Nor are we persuaded by the motion court’s finding that plaintiffs would suffer irreparable injury in the absence of mandamus and injunctive relief. Plaintiffs argue that in light of Martinez’s status as a political figure and candidate for public *551office, he faces potentially irreparable harm to his good reputation if he is unable to defend against possibly groundless charges due to inadequate notice. He asserts that this action to compel more specific notice and to enjoin any hearing until such notice is received is the only way to avoid this potential harm. The court found that the possibility of irreparable harm existed, in part, because “the Board will publish [its] negative findings [against Martinez].”

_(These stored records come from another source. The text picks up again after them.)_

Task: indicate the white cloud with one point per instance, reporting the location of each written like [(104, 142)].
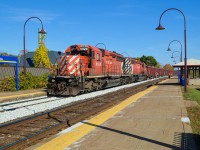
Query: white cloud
[(19, 14)]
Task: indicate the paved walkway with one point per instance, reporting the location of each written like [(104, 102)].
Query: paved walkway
[(155, 119), (9, 96)]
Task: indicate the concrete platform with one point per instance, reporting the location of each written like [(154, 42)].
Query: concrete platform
[(155, 119), (10, 96)]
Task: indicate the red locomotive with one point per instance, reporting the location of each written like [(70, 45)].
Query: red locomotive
[(85, 68)]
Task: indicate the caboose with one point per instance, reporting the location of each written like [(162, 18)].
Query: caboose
[(85, 68)]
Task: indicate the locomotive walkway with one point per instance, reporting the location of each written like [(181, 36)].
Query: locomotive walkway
[(153, 119)]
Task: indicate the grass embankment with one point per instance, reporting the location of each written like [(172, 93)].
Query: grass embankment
[(193, 94)]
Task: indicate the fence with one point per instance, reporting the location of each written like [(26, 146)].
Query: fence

Contrary to the motion court’s view, the potential harm to Martinez’s reputation is based more on speculation than fact. Administrative Code § 3-708 (6) provides that the Board “shall publicize, as it deems appropriate,” the names of those candidates who violate the provisions of the Campaign Finance Act. Thus, the language used in this provision demonstrates that it is within the discretion of the Board to publicize, or not to publicize, its findings. In addition, at this juncture there is no basis to presume that any adverse findings will be made against Martinez, that such adverse findings will have resulted from inadequate notice or that the Board intends to publish such findings prior to completion of article 78 review. Accordingly, we cannot find that plaintiffs have established irreparable injury.

In any event, the type of reputational harm that is alleged by Martinez does not, in this administrative context, qualify as irreparable injury. Every individual who is the subject of a disciplinary or other administrative proceeding necessarily faces the possibility of reputational harm, at least temporarily, if the charges are sustained. However, if administrative proceedings were routinely interrupted and enjoined based on the mere potential of reputational harm that might flow from defects in the administrative proceedings, the administrative process as a whole would be completely undermined. Indeed, if plaintiffs’ position were sustained, every proceeding against a candidate for political office, or medical doctor, or other professional could be easily halted based upon the slightest objection to the specificity of notice or amount of cross-examination material received, since such errors in the administrative process might lead to an unfavorable finding and resulting loss of good reputation. Sound and accepted principles of administrative law dictate against such an outcome. Concur — Marlow, J.E, Sullivan, Buckley and Gonzalez, JJ.

The third and twelfth through seventeenth violations are not at issue on this appeal.